The company said lower prices would lead to post-tax, non-cash impairment charges of $15bn to $22bn in the second quarter. Its shares dropped roughly 1.5 per cent in morning trading on Tuesday. Shell’s move follows a similar announcement this month by BP, indicating growing awareness among executives at the biggest energy companies that tens of billions of dollars’ worth of oil, gas and refining assets could be rendered economically unviable. Shell, like the wider energy industry, has been rocked by the pandemic. It cut its dividend for the first time since the second world war just as its earnings fell by half because of a collapse in energy demand and prices.

Energy executives and analysts increasingly believe the pandemic will not only stall demand for oil and gas for a prolonged period but also accelerate the global shift towards cleaner fuels. Shell announced plans in April to become a net-zero emissions energy business and is undertaking a review of its organisational structure in light of its new ambitions.
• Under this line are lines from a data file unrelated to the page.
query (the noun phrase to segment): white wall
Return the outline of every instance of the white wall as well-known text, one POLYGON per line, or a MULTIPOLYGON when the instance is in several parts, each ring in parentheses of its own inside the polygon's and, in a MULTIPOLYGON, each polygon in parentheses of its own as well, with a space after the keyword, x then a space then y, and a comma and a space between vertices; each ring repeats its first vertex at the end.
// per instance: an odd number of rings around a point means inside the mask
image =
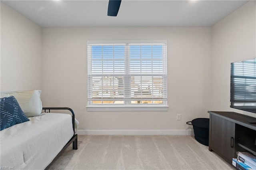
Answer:
POLYGON ((44 28, 44 105, 73 108, 80 130, 186 129, 208 116, 210 36, 209 28, 44 28), (168 111, 86 111, 87 41, 118 40, 168 41, 168 111))
POLYGON ((212 29, 212 93, 209 109, 256 117, 230 108, 230 63, 256 57, 256 1, 251 1, 212 29))
POLYGON ((42 30, 1 2, 1 91, 42 88, 42 30))
POLYGON ((229 107, 230 63, 256 55, 255 3, 212 28, 44 29, 1 3, 1 90, 42 89, 43 105, 73 109, 80 130, 183 130, 208 110, 241 113, 229 107), (118 40, 168 41, 168 111, 86 111, 87 41, 118 40))

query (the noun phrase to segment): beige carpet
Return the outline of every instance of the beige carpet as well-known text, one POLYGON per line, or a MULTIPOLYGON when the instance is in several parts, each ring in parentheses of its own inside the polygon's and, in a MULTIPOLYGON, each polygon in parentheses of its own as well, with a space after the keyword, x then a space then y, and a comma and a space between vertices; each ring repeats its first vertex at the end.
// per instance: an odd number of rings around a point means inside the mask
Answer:
POLYGON ((189 136, 79 135, 48 169, 234 170, 189 136))

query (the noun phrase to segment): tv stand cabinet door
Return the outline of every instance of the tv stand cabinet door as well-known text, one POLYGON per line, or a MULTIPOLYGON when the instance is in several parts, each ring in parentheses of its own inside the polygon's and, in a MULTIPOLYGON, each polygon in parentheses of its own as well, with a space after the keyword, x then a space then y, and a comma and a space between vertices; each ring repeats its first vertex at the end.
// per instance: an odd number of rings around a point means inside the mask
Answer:
POLYGON ((211 138, 209 139, 211 150, 232 164, 235 154, 236 124, 218 116, 211 116, 211 138))

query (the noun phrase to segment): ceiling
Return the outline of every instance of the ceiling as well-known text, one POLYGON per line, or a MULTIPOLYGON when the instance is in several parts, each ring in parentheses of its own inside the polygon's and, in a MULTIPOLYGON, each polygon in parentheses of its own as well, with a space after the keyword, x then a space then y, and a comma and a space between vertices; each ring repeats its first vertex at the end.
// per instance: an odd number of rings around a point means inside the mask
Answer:
POLYGON ((248 1, 122 0, 113 17, 107 0, 1 0, 43 28, 211 26, 248 1))

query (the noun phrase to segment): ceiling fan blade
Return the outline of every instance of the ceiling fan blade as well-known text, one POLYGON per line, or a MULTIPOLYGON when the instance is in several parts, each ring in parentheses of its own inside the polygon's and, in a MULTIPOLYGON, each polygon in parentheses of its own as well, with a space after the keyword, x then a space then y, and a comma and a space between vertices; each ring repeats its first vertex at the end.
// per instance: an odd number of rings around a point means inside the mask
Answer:
POLYGON ((108 16, 116 16, 118 12, 121 0, 109 0, 108 16))

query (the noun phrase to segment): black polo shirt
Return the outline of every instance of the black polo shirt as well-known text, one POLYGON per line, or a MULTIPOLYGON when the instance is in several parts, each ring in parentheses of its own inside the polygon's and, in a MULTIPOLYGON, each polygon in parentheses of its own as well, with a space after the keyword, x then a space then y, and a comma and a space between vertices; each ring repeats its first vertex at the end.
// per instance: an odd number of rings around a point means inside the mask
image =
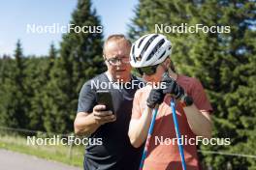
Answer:
POLYGON ((116 88, 106 73, 102 73, 87 81, 82 86, 80 98, 78 112, 91 113, 96 102, 96 91, 108 90, 111 92, 113 100, 113 110, 116 114, 116 121, 101 126, 89 137, 101 139, 102 145, 88 145, 84 155, 84 170, 138 170, 143 147, 135 149, 128 137, 129 123, 131 120, 133 98, 135 92, 143 83, 136 76, 132 80, 138 85, 128 85, 116 88), (98 83, 98 84, 97 84, 98 83), (103 84, 102 84, 103 83, 103 84), (102 85, 102 86, 101 86, 102 85))

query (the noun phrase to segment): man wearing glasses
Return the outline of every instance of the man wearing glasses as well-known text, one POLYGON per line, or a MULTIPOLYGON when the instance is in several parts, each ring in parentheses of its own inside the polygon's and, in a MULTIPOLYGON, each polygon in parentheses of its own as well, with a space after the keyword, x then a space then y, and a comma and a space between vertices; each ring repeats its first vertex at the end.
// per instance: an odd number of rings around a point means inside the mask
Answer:
MULTIPOLYGON (((85 170, 138 170, 142 148, 132 147, 128 128, 132 113, 134 94, 139 87, 108 87, 113 100, 113 110, 106 110, 105 105, 97 103, 96 92, 102 89, 92 87, 92 81, 100 83, 130 83, 140 81, 131 74, 131 42, 123 35, 110 36, 104 43, 103 57, 108 71, 82 86, 78 114, 74 123, 75 132, 89 135, 90 138, 102 139, 102 145, 86 147, 83 167, 85 170), (135 88, 134 88, 135 87, 135 88)), ((117 84, 118 84, 117 83, 117 84)), ((106 89, 105 89, 106 90, 106 89)))

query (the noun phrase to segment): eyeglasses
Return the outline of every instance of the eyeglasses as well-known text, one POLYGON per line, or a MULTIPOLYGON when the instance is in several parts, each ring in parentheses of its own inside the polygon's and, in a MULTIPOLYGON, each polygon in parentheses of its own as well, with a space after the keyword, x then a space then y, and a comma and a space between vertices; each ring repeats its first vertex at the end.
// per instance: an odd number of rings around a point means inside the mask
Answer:
POLYGON ((148 67, 144 67, 144 68, 137 68, 137 71, 139 71, 141 75, 143 75, 144 73, 146 75, 152 75, 156 72, 157 67, 158 65, 148 66, 148 67))
POLYGON ((121 63, 124 63, 124 64, 130 63, 129 57, 114 57, 114 58, 106 59, 106 57, 104 56, 104 58, 112 66, 117 66, 118 64, 121 64, 121 63))

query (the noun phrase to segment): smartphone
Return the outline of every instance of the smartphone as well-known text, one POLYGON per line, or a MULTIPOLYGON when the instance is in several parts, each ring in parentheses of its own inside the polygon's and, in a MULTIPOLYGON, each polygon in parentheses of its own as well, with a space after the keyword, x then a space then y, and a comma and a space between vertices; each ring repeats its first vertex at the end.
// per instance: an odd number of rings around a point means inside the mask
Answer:
POLYGON ((111 110, 113 113, 112 98, 109 91, 97 91, 98 104, 106 105, 106 110, 111 110))

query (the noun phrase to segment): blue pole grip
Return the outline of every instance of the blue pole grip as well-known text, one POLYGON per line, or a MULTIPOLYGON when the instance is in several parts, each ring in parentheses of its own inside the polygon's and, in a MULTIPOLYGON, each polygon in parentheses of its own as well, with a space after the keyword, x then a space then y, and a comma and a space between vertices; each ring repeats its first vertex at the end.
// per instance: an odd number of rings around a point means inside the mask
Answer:
POLYGON ((178 123, 177 123, 177 119, 176 119, 176 103, 175 103, 175 100, 174 100, 173 98, 172 98, 172 100, 171 100, 171 107, 172 107, 172 110, 173 110, 173 118, 174 118, 174 123, 175 123, 176 133, 176 137, 177 137, 177 141, 178 141, 177 145, 178 145, 178 151, 179 151, 179 155, 180 155, 180 158, 181 158, 182 169, 186 170, 184 149, 183 149, 183 146, 182 146, 181 142, 179 142, 179 140, 181 139, 181 136, 180 136, 180 133, 179 133, 178 123))

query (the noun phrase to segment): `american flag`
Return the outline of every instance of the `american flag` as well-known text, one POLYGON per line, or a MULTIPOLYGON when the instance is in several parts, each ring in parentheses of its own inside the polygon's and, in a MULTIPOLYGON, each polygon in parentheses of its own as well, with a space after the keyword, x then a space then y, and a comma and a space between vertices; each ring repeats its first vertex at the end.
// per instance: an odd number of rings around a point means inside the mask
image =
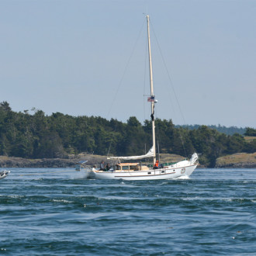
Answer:
POLYGON ((154 102, 154 96, 147 97, 148 102, 154 102))

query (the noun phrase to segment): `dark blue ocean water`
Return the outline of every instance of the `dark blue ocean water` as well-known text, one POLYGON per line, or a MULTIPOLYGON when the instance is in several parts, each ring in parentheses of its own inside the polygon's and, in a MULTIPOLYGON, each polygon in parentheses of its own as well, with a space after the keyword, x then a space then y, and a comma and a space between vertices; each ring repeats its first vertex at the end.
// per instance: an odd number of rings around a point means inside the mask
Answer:
POLYGON ((197 169, 189 179, 144 182, 9 170, 0 181, 1 254, 256 254, 255 169, 197 169))

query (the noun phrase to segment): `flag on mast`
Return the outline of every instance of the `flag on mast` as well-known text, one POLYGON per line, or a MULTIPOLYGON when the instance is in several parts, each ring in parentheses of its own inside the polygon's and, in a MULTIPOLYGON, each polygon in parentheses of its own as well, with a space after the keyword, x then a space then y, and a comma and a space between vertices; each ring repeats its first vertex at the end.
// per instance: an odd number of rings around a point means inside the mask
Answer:
POLYGON ((148 102, 154 102, 154 96, 147 97, 148 102))

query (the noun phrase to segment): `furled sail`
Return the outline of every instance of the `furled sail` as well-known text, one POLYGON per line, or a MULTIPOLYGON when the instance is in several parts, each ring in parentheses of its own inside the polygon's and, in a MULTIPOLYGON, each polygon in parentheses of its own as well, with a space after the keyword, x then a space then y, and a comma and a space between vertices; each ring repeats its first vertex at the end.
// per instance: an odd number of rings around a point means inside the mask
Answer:
POLYGON ((142 156, 133 156, 133 157, 109 157, 108 159, 122 159, 122 160, 137 160, 146 157, 153 157, 154 156, 154 147, 152 147, 150 150, 142 156))

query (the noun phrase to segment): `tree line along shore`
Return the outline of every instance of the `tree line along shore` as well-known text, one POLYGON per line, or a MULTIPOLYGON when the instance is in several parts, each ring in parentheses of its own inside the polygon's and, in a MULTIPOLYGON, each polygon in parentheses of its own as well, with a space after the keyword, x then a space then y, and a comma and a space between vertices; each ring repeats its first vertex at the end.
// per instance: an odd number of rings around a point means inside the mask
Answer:
MULTIPOLYGON (((202 167, 255 167, 254 128, 175 126, 171 119, 160 119, 155 126, 160 157, 168 156, 167 161, 195 151, 202 167)), ((141 124, 135 116, 122 123, 61 112, 47 116, 36 109, 31 114, 14 112, 2 102, 0 167, 71 167, 81 158, 95 164, 106 155, 144 154, 151 147, 150 133, 150 120, 141 124)))

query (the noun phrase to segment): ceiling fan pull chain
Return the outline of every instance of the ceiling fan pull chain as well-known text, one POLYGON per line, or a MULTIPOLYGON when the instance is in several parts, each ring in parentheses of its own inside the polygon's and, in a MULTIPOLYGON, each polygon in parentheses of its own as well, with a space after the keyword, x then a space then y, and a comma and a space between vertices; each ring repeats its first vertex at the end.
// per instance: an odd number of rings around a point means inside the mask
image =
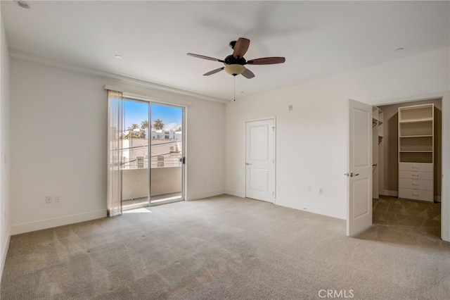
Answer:
POLYGON ((234 96, 233 98, 234 98, 234 101, 236 101, 236 77, 233 76, 234 77, 234 96))

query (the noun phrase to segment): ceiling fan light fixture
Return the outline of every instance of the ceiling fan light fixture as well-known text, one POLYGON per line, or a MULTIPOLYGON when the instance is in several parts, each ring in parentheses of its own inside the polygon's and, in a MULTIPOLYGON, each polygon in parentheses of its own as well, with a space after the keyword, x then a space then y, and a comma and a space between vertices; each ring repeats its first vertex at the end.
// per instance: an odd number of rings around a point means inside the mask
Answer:
POLYGON ((225 72, 233 76, 236 76, 242 74, 245 70, 245 67, 242 65, 228 65, 224 68, 225 72))

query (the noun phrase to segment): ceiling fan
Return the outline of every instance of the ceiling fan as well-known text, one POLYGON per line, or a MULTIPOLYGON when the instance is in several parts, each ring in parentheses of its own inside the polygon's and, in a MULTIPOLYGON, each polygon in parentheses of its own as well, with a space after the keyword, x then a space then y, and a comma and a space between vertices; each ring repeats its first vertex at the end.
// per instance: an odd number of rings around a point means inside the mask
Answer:
POLYGON ((237 41, 230 42, 229 46, 233 49, 233 54, 229 55, 224 60, 205 56, 203 55, 194 54, 193 53, 188 53, 186 54, 198 58, 219 61, 219 63, 224 63, 225 65, 224 67, 219 68, 203 74, 204 76, 209 76, 220 72, 222 70, 225 70, 227 73, 233 76, 242 74, 245 78, 250 79, 253 78, 255 74, 244 67, 244 65, 272 65, 275 63, 283 63, 285 61, 284 57, 264 57, 246 61, 245 58, 244 58, 244 55, 245 55, 250 44, 250 40, 245 37, 240 37, 237 41))

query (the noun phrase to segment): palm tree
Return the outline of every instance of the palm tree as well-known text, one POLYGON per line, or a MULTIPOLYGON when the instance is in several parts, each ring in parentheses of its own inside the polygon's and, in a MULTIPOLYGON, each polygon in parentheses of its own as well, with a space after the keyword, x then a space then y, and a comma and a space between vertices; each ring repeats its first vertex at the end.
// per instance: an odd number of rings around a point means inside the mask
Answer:
POLYGON ((141 128, 147 129, 148 127, 148 121, 147 120, 144 120, 141 122, 141 128))
POLYGON ((152 125, 155 130, 162 130, 164 128, 164 123, 162 123, 162 120, 156 119, 155 120, 155 123, 152 125))
POLYGON ((128 127, 128 130, 133 131, 135 129, 138 129, 139 125, 137 124, 131 124, 130 127, 128 127))

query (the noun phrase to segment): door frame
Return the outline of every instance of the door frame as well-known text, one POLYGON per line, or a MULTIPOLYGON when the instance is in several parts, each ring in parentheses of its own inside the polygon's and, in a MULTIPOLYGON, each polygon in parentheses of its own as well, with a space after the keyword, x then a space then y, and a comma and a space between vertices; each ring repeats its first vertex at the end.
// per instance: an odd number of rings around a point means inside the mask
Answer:
MULTIPOLYGON (((274 188, 274 204, 276 204, 276 116, 270 115, 267 117, 261 117, 244 120, 244 163, 247 159, 247 123, 249 122, 262 121, 264 120, 272 120, 274 122, 274 182, 272 182, 274 188)), ((247 168, 244 165, 244 197, 247 197, 247 168)))
MULTIPOLYGON (((442 99, 441 239, 446 242, 450 242, 450 92, 445 91, 437 93, 427 94, 421 96, 385 99, 368 102, 367 104, 373 106, 378 106, 405 102, 430 100, 437 98, 441 98, 442 99)), ((347 201, 348 205, 348 195, 347 201)), ((347 220, 349 216, 347 215, 347 220)))

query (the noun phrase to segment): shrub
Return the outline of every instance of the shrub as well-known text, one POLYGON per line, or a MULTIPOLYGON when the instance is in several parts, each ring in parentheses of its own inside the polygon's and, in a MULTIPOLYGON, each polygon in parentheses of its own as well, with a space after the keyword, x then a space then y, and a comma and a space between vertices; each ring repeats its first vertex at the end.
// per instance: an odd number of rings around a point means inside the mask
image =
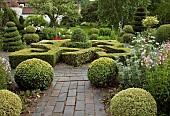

It said on Tuesday it expected Brent crude prices of $50 a barrel in 2022, down from its previous $60 forecast, and Henry Hub US gas prices of $2.50 per million British thermal units, down from $3. After 2023 it expects long-term oil prices at $60 and gas at $3, in line with its earlier expectations. “These price decks are now sensible as they were too aggressive beforehand,” said Colin Smith at Panmure Gordon.

“Longer term, the world is not short of resources versus consumption that would be in line with the Paris climate goals.” “The impairments from BP and Shell together with the lower price decks sharpen the question of where future growth and returns are going to come from as they lean into the energy transition,” said Mr. Smith.

Big Oil faces up to a future beyond petroleum Shell’s gas business, in which it has invested heavily following the $53bn acquisition of BG Group in 2016, will take the biggest impairment hit at $8bn to $9bn. Its oil exploration and production business will take charges of $4bn to $6bn, while impairments in its products and refining business will be $3bn to $7bn. The impairments are expected to increase gearing — defined by Shell as net debt as a percentage of total capital — by 3 per cent. Ben van Beurden, the chief executive, told reporters in April the coronavirus cash crunch was forcing the company to balance short-term financial needs with long-term goals.

In addition to slashing the dividend by two-thirds, it has suspended its share buyback programme and dramatically reduced capital expenditure and operating costs, while issuing new debt. Shell, which will release its second-quarter results on July 30, has previously said that for every $10 a barrel movement in Brent crude, cash flows are dented by $6bn.